Etwa 1945 brachte man ihn auf Abruf nach Moskau.

Ebenso geriet während des Krieges ein Oberst (Panzersoldat) nach NISCHNESCHADRINO in die Verbannung – Sergej (Sohn von Iwan) AREFJEW. Später wurde er aufgrund seiner Rehabilitation freigelassen und erhielt 40 Tsd. Rubel, sein Gehalt für die gesamte Strafe, die er nach seiner Verhaftung verbüßt hatte.

Späte brachte man den Tiermediziner BIRJUKOW dorthin in die Verbannung, ebenfalls nachdem er seine Lager-Haftstrafe abgesessen hatte. Er arbeitete in der Kolchose als Veterinär. Danach verlegte man ihn nach FOMKA (s. unten).

Mitte der 40-er Jahre arbeitete im Kreis-Krankenhaus in JARZEWO der bekannte Leningra-der Chirurg Michail (Sohn von Wassilij) RUMJANZEW. Auch er geriet nach Verbüßung seiner Strafe im NorilLag in die Verbannung. Mitte der 50-er Jahre wurde er in die Freiheit entlassen und kehrte nach Leningrad zurück.

Die Verbannten („Kulaken“) im damaligen Kreis JARZEWO wurden nach dem Krieg freigelassen und erhielten Pässe. Die Eltern von L. (A.) ALEXANDROW blieben in NISCHNESCHADRINO wohnen. Damals erhielt auch E. (J.) ALEXANDROWA (DENISSENKO) einen Paß. Danach verlegte man sie zum Postamt im Revier FOMKA, ebenfalls am linken Ufer des Jenissej, unterhalb der Mündung des Kas, wo sich eine separate Sowchose mit Namen Molokowa befand. Auch dies war eine reine Verbannten-Siedlung. Dort gabe es viele verbannte Letten, die 1941 aus LETTLAND deportiert worden waren. Alisa FRIZKAUS (geb.~1900), brachte die Post nach FOMKA. Sie war allein, ohne ihre Kinder, in die Verbannung geraten. Jan EMPELS (geb.~1920) arbeitete in der Sowchose.

In FOMKA befand sich auch Maria KALTYNEKS mit ihrem Sohn Wladimir in der Verbannung. Nach ihrer Freilassung aus der Verbannung in der zweiten Hälfte der 50-er Jahre fuhren sie alle in die Heimat zurück.

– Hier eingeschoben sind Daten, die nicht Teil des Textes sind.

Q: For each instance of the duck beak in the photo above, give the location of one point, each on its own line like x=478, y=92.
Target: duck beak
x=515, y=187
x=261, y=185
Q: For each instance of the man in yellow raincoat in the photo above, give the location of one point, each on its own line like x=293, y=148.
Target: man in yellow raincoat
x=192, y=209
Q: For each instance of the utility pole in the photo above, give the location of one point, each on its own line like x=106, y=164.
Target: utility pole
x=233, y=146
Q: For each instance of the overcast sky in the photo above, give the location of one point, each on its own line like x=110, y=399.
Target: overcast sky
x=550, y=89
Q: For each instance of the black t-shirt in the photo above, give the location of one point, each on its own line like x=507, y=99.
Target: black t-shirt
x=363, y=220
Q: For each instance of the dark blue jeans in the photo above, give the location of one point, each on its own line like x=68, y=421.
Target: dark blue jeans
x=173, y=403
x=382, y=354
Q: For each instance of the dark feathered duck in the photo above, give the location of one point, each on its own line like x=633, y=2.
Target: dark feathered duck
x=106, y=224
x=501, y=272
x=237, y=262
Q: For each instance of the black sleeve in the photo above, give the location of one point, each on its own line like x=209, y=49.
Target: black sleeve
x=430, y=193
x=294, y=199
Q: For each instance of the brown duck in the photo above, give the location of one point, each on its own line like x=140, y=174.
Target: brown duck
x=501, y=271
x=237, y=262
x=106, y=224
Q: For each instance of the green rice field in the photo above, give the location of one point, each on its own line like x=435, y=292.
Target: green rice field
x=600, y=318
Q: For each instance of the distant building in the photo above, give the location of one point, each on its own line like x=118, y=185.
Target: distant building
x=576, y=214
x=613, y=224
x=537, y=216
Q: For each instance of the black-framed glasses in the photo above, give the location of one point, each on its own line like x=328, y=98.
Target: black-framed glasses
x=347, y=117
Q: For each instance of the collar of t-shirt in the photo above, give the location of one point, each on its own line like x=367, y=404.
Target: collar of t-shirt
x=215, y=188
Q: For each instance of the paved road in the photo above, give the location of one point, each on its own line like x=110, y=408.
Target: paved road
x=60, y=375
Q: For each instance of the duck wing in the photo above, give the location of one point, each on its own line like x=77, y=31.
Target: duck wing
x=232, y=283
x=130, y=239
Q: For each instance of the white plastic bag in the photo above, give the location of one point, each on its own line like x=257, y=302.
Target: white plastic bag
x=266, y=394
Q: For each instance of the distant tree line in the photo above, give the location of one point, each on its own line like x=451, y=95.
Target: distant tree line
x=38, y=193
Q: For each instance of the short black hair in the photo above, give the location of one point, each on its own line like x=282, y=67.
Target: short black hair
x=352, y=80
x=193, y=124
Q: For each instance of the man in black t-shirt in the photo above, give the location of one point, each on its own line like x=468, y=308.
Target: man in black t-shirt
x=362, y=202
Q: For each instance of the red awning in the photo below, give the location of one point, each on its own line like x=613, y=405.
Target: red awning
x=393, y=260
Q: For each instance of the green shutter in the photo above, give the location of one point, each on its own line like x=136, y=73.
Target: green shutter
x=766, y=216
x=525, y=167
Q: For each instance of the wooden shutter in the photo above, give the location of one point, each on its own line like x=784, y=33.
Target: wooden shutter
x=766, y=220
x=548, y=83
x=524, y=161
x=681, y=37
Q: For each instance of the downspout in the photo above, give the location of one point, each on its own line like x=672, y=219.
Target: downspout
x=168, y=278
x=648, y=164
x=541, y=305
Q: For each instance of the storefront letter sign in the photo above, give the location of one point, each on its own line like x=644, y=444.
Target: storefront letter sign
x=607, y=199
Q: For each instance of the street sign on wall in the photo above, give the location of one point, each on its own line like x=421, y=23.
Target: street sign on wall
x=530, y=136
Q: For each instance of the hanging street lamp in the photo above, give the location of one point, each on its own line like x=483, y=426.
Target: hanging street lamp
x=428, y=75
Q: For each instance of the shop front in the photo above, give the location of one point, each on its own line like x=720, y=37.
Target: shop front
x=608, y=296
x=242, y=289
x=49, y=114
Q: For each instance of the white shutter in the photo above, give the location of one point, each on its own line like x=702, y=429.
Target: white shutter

Ebenfalls in FOMKA befand sich der Diplomat (NKWD-Mitarbeiter) Gawriil (Sohn von Iwan) STROTSCHIZKIJ (geb. ~1890). Er war nach der Lagerhaft in die Verbannung geraten und arbeitete als Hausmeister und Verwalter.

Früher, in den 30-er Jahren, gab es auch 7 km unterhalb von FOMKA ein Lager. Es wurde erzählt, daß man dort im Sommer die Gefangenen „den Mücken aussetzte“ und sie im Winter bei strengstem Frost mit Wasser übergossen.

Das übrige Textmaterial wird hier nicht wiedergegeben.